Every value activity embodies technology, be it know how, procedures or technology embodied in process equipment. The array of technology used in most companies is very broad. Technology development activities can be grouped into efforts to improve the product and the process. Examples are telecommunication technology, accounting automation software, product design research and customer servicing procedures. Typically, Research & Development departments can also be classified here.

Human Resource Management

HRM consists of activities involved in the recruiting, hiring (and firing), training, development and compensation of all types of personnel. HRM affects the competitive advantage in any firm through its role in determining the skills and motivation of employees and the cost of hiring and training them. Some companies (especially in the technological and advisory service industry) rely so much on talented employees, that they have devoted an entire Talent Management department within HRM to recruit and train the best of the best university graduates.

Firm Infrastructure

Firm infrastructure consists of a number of activities including general (strategic) management, planning, finance, accounting, legal, government affairs and quality management. Infrastructure usually supports the entire value chain, and not individual activities. In accounting, many firm infrastructure activities are often collectively indicated as ‘overhead’ costs. However, these activities shouldn’t be underestimated since they could be one of the most powerful sources of competitive advantage. After all, strategic management is often the starting point from which all smaller decisions in the firm are being based on. The wrong strategy will make it extra hard for people on the workfloor to perform well.

Linkages within the Value Chain

Although value activities are the building blocks of competitive advantage, the value chain is not a collection of independent activities. Rather, it is a system of interdependent activities that are related by linkages within the value chain. Decisions made in one value activity (e.g. procurement) may affect another value activity (e.g. operations). Since procurement has the responsibility over the quality of the purchased inputs, it will probably affect the production costs (operations), inspections costs (operations) and eventually even the product quality. In addition, a good working automated phone menu for customers (technology development) will allow customers to reach the right support assistant faster (service). Clear communication between and coordination across value chain activities are therefore just as important as the activities itself. Consequently, a company also needs to optimize these linkages in order to achieve competitive advantage. Unfortunately these linkages are often very subtle and go unrecognized by the management thereby missing out on great improvement opportunities.

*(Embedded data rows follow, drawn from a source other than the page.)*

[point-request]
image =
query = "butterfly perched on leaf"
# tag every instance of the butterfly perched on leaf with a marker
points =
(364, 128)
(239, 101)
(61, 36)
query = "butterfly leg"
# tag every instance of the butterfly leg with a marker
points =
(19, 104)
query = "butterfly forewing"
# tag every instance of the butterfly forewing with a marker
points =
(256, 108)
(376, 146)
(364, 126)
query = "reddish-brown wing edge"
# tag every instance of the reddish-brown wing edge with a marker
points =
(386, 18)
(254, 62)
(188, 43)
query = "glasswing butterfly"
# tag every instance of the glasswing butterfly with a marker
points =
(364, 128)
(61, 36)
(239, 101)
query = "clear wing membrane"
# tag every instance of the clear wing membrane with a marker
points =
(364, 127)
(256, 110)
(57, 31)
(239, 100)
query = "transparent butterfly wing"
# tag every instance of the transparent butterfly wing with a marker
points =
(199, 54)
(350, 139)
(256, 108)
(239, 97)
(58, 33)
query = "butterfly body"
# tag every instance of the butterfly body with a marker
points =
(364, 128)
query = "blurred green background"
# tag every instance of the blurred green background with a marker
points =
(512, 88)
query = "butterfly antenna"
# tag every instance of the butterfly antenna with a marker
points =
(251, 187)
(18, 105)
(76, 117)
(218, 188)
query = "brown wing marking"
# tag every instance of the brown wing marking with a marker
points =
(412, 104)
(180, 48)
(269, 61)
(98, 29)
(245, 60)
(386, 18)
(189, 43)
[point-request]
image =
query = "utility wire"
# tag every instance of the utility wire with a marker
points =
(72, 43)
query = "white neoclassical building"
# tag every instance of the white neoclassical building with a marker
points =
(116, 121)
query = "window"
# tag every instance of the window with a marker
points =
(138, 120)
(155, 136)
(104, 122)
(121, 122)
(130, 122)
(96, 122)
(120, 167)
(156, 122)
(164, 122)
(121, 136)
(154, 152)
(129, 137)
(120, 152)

What is value chain in human resource management?

Figure 2: Value Chain Linkages

Value Chain Analysis In Sum

In the end, Porter’s Value Chain is a great framework to examine the internal organization. It allows a more structured approach of assessing where in the organization true value is created and where costs can be reduced in order to boost the margins. It also allows to improve communication between departments. Combining the Value Chain with the VRIO Framework is a good starting point for an internal analysis. In case you are interested in the entire supply chain, you could repeat the process by adding the value chains of your company’s suppliers and buyers and place them in front and behind your own company’s value chain.